Space for Possibility: Using Open-Ended Materials in Child-Centered Play
Young children are always at play. Their minds and bodies are wired to explore their world, no matter the location or context. In and around the home, where they feel comfortable and safe, a child can let their mind wander and follow playful, curious paths. One way we, as adults, can support them is with the help of open-ended materials that put them in the driver’s seat.
An open-ended material is anything that leaves space for possibility. It may be a toy, like a block; or it may be an everyday object, like a cardboard box. As the material finds its way into new hands, new places, and new environments, its life keeps evolving.
When we offer children open-ended materials, we offer them creative control. Some materials have so many options, so many possibilities, that they are almost irresistible: they beg for hands-on play and attention.
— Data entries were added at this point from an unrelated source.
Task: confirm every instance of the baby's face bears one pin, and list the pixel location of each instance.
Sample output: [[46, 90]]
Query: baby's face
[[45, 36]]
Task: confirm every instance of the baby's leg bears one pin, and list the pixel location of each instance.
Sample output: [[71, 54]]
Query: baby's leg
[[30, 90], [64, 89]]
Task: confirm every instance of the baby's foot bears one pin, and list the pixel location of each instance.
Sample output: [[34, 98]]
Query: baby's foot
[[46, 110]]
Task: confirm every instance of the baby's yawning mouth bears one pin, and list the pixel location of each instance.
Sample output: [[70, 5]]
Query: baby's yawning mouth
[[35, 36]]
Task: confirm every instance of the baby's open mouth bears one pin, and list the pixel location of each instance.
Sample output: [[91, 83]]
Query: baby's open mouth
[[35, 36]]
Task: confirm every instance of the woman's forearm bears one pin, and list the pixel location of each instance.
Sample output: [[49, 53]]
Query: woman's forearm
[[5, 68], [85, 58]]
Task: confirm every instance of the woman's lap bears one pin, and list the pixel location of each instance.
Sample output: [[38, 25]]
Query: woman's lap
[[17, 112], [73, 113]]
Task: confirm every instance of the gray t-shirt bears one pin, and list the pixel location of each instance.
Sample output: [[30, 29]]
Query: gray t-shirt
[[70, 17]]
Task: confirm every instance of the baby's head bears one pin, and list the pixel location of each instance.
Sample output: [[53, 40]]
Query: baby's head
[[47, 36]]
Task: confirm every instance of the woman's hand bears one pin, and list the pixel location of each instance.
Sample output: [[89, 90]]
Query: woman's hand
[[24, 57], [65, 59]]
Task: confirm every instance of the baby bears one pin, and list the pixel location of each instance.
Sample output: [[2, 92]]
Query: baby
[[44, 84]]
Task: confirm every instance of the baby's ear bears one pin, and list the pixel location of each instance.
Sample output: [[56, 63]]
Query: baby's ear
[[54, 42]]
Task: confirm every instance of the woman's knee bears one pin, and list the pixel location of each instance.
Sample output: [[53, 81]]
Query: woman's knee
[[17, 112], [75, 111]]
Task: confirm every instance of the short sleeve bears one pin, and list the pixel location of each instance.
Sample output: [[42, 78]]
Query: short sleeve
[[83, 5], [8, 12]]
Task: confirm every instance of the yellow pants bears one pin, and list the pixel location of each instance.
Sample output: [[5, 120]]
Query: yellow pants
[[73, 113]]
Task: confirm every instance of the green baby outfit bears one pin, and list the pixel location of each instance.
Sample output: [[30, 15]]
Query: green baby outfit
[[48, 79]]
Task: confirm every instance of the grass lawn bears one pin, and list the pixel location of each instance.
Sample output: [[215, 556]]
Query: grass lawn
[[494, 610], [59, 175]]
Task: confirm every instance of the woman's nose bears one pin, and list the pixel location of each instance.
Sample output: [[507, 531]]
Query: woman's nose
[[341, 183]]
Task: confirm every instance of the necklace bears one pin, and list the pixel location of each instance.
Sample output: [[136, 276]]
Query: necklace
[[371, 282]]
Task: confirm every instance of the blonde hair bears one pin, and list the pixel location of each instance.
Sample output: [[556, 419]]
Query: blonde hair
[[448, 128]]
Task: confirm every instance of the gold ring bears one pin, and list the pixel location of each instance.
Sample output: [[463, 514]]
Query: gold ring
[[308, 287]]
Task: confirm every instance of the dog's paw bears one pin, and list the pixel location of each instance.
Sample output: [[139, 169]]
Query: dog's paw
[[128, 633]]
A truly open-ended material has unlimited potential: a child can follow the lead of a suggestion or inspiration from a peer or adult; or they can make choices on their own. Neither way is wrong, and there is a time and place for both.
As adults, we sometimes expect children to dive in head first, to be instantly engaged. But engagement can take time. We can allow kids to have the time to really explore what an object can do, and how they might control it and manipulate it. With time and space for play with open-ended materials, children can see the results of their explorations and follow their ideas and interests: that is the core of playful, engaged learning. Young children are learning through testing and repetition: open-ended materials allow them to set the terms and controls of their experiments.
A collection of open-ended materials, like an assortment of Little Bricks, can be a simple introduction to child-centered play for adults and kids alike:
- The pieces are uniform, making it simple for children with developing fine-motor skills to create stable structures.
- The material is durable, so they can be used inside, outside – anywhere – allowing them to travel through space as children need them in their play.
- A little suggestion goes a long way: adults can create a small setup to pique children’s curiosity.
Guidecraft Little Bricks are an ideal introduction to independent play with a self-explanatory, open-ended material. Young children can mess around with all sorts of possibilities; adults can play along to model and support. The creativity cards with Little Bricks, suggesting circle, incline, structure, and more, give visual hints and inspiration for kids and caregivers as they get to know the materials.
The big idea: children are most always engaged in playful learning as they make personal connections with their world. Bringing this idea out of the classroom and into the home tells children that their ideas are valid, and their independent play is valued.